In 1981, the newly organized Midwest Gay and Lesbian Archive and Library chose to honor Hart, along with Chicago activist Henry Gerber, by naming themselves The Henry Gerber-Pearl M. Hart Library: The Midwest Lesbian and Gay Resource Center (now the Gerber-Hart Library and Archives). In 1991, Hart was inducted into the Chicago Gay and Lesbian Hall of Fame, and in 2001 the municipal government awarded her a Chicago Tribute Marker of Distinction, placing a memorial plaque outside her home in commemoration of her contributions to the city.
De la Croix, St. Sukie. Chicago Whispers: A History of LGBT Chicago before Stonewall.
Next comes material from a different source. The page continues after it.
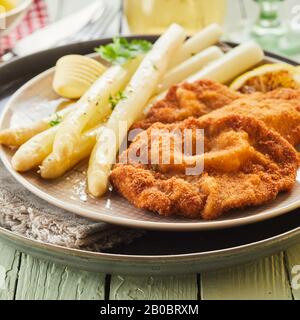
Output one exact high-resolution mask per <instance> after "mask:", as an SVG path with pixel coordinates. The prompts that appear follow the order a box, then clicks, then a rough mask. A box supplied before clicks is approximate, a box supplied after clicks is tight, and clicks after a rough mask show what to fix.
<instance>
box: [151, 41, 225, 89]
mask: <svg viewBox="0 0 300 320" xmlns="http://www.w3.org/2000/svg"><path fill="white" fill-rule="evenodd" d="M223 55H224V54H223V51H222V50H221V49H220V48H218V47H215V46H214V47H209V48H207V49H205V50H203V51H201V52H199V53H198V54H196V55H195V56H193V57H191V58H190V59H188V60H186V61H185V62H183V63H181V64H179V65H178V66H177V67H174V68H173V69H171V70H170V71H169V72H168V73H167V74H166V75H165V76H164V78H163V80H162V84H161V85H160V86H159V87H158V89H157V93H161V92H163V91H165V90H167V89H168V88H170V87H171V86H172V85H174V84H177V83H180V82H181V81H182V80H184V79H186V78H187V77H189V76H190V75H192V74H194V73H195V72H197V71H198V70H200V69H201V68H203V67H204V66H206V65H207V64H208V63H210V62H212V61H214V60H217V59H219V58H221V57H222V56H223Z"/></svg>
Madison, WI: University of Wisconsin Press, 2012.
Kuda, Marie J. “Legal Pioneer: Pearl M. Hart, 1890-1975.” In Tracy Baim, Out and Proud in Chicago: An Overview of the City’s Gay Community, edited by Tracy Baim, 26-27. Evanston, IL: Agate Surry, 2008.
Peart M. Hart Papers, Chicago Historical Society.
Sendziak, Karen C. “Pearl M. Hart (1890-1975).” In Vern L. Bullough, Before Stonewall: Activists for Gay and Lesbian Rights in Historical Context, edited by Vern L. Bullough, 56-62. New York: Harrington Park Press, 2002.
Sienna, Noam, ed. A Rainbow Thread: An Anthology of Queer Jewish Texts from the First Century to 1969. Philadelphia: Print-O-Craft Press, 2019.
Stewart-Winter, Timothy. Queer Clout: Chicago and the Rise of Gay Politics. University of Pennsylvania Press, 2016.
Terkel, Studs. “The Brass Check and Thomas Paine.” In Kevin Barnhurst, Media Q: Media/queered : Visibility and Its Discontents, edited by Kevin Barnhurst, 73-80. New York City: Peter Lang Publishing, 2007.